Несмотря на противоестественный характер советского интеллектуального слоя в целом, в его составе сохранились или даже сформировались отдельные слои и группы, отличающиеся в лучшую сторону качеством некоторой части своих членов. Речь идет в первую очередь об академической среде и сфере военно-технических разработок. В ряде их отраслей сосредоточен, как известно, интеллектуальный потенциал, не уступающий зарубежному уровню по крайней мере в профессиональном смысле. Оказавшись по разным причинам (одни из-за приоритетного к ним внимания и бережного отношения, другие, напротив, — из-за максимальной “удаленности” от магистральной линии коммунистического строительства) вне сферы жесткого идеологического контроля, эта среда сумела отчасти сохранить черты, свойственные нормальной интеллектуальной элите. Она отличается и достаточно высоким уровнем самовоспроизводства. Если в целом слой специалистов пополнялся из образованной среды меньше чем наполовину (особенно ИТР предприятий), то сотрудников конструкторских подразделений — почти на 60 процентов, сотрудников отраслевых НИИ — до 70 процентов, академических институтов — более чем на 80 процентов. Она же отчасти сохранила даже некоторые традиции дореволюционного интеллектуального слоя. Что касается подготовки новой генерации интеллектуалов, то она может быть осуществлена через систему элитарных учебных заведений всех звеньев образования с конкурсным приемом, как это делается во всех нормальных странах. При сознательной ориентации на известные образцы подготовка некоторого (хотя поначалу и сравнительно небольшого) числа отвечающих своему назначению интеллектуалов вполне возможна даже при имеющемся в настоящее время советском педагогическом потенциале.
Таким образом, если слою интеллектуалов в нашей стране суждено будет возродиться как элитному, то он, по-видимому, сложится из трех основных составляющих: некоторого числа представителей интеллигенции, прошедших в новых условиях сито естественного отбора, отвечающих своему предназначению нынешних интеллектуалов и интеллигентов новой генерации. Однако возрождение этой интеллектуальной элиты как отечественного социального слоя возможно лишь как следствие сознательных усилий государственной власти.
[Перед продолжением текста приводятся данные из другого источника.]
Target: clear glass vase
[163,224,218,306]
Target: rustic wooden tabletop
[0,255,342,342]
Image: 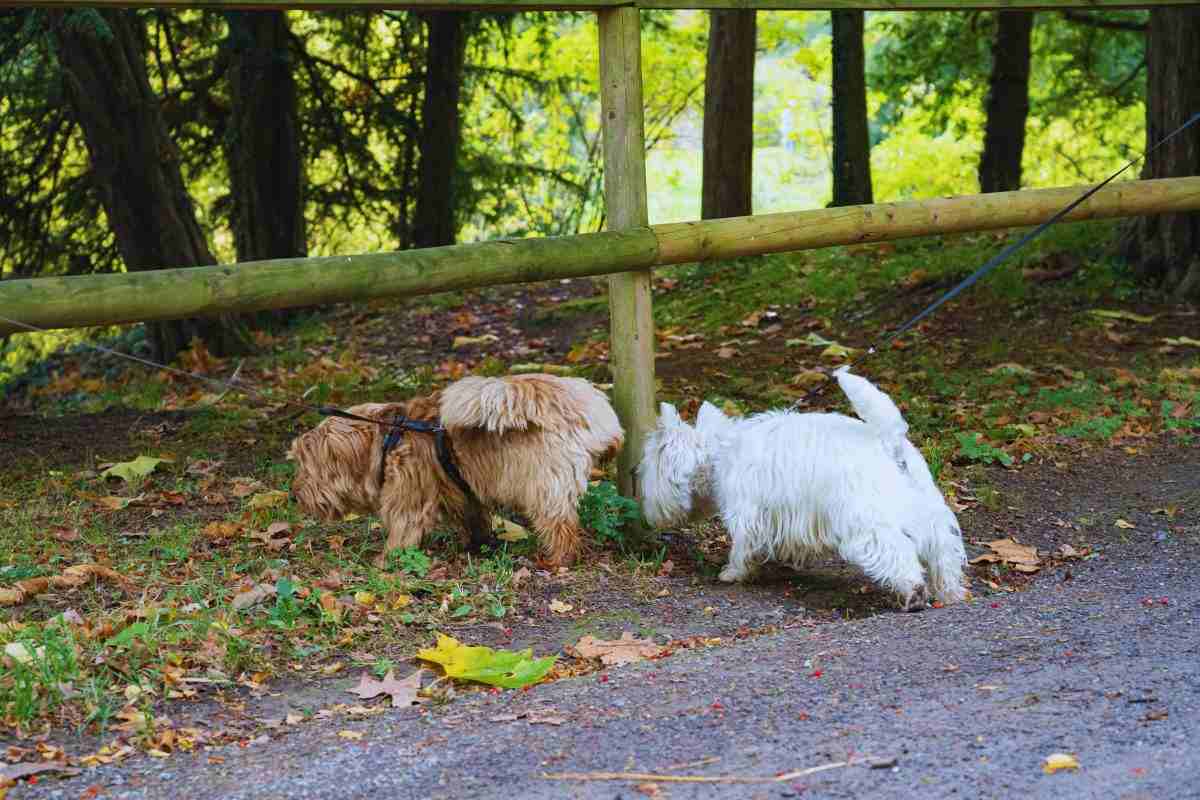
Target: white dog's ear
[696,401,730,431]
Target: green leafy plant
[580,481,642,548]
[388,547,433,578]
[0,625,79,722]
[954,432,1013,467]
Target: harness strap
[367,409,480,505]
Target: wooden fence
[0,0,1200,495]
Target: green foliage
[0,624,79,723]
[954,431,1013,467]
[416,633,558,688]
[580,481,642,549]
[388,547,433,578]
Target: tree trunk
[413,11,467,247]
[700,10,756,219]
[979,11,1033,192]
[830,11,874,205]
[53,11,250,361]
[1123,6,1200,301]
[224,11,308,326]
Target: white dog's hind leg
[720,521,755,583]
[838,528,928,610]
[922,523,967,606]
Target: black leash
[319,405,480,505]
[791,113,1200,409]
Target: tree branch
[1060,10,1146,34]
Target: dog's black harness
[320,405,480,506]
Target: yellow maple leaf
[1042,753,1079,775]
[416,633,558,688]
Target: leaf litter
[347,669,425,709]
[416,633,558,688]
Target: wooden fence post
[598,6,655,497]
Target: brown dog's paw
[904,583,929,612]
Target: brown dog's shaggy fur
[288,374,624,564]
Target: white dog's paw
[904,583,929,612]
[719,564,750,583]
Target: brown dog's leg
[533,513,583,566]
[374,503,438,567]
[462,503,496,553]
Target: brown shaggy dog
[288,374,624,564]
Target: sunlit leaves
[416,633,557,688]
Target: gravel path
[7,447,1200,800]
[18,525,1200,799]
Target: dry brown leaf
[347,669,425,709]
[971,537,1042,572]
[232,583,275,610]
[0,564,128,606]
[575,631,664,667]
[50,525,79,542]
[0,762,79,796]
[250,522,292,551]
[1042,753,1079,775]
[200,522,242,540]
[246,489,288,511]
[229,477,266,498]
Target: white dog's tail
[439,374,624,456]
[833,367,908,453]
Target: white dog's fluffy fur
[638,368,966,609]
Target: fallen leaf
[96,494,145,511]
[4,642,39,664]
[347,669,425,709]
[492,515,529,542]
[988,361,1038,377]
[184,458,224,477]
[0,564,128,606]
[250,522,292,551]
[200,522,242,540]
[232,583,275,610]
[100,456,172,483]
[1087,308,1158,324]
[509,566,533,589]
[1056,545,1086,559]
[246,489,288,511]
[792,369,827,389]
[971,539,1042,572]
[575,631,665,667]
[1042,753,1079,775]
[509,363,575,377]
[229,477,266,498]
[50,525,79,542]
[0,762,79,792]
[450,333,500,350]
[416,633,558,688]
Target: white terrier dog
[638,367,966,610]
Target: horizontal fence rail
[7,0,1194,11]
[0,178,1200,335]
Без этого страна в лучшем случае превратится в поставщика интеллектуальных кадров для других государств.
1 См., например: Ю. Шрейдер, “Двойственность шестидесятых” (1992, № 5); Рената Гальцева, “Возрождение России и новый “орден” интеллигенции” (1992, № 7); Д. С. Лихачев, “О русской интеллигенции” (1993, № 2); Алексей Кива, “Intelligentsia в час испытаний” (1993, № 8); Андрей Быстрицкий, “Приближение к миру” (1994, № 3); Ю. Каграманов, “На стыке времен” (1994, № 5); Модест Колеров, “Самоанализ интеллигенции как политическая философия” (1994, № 8); и др.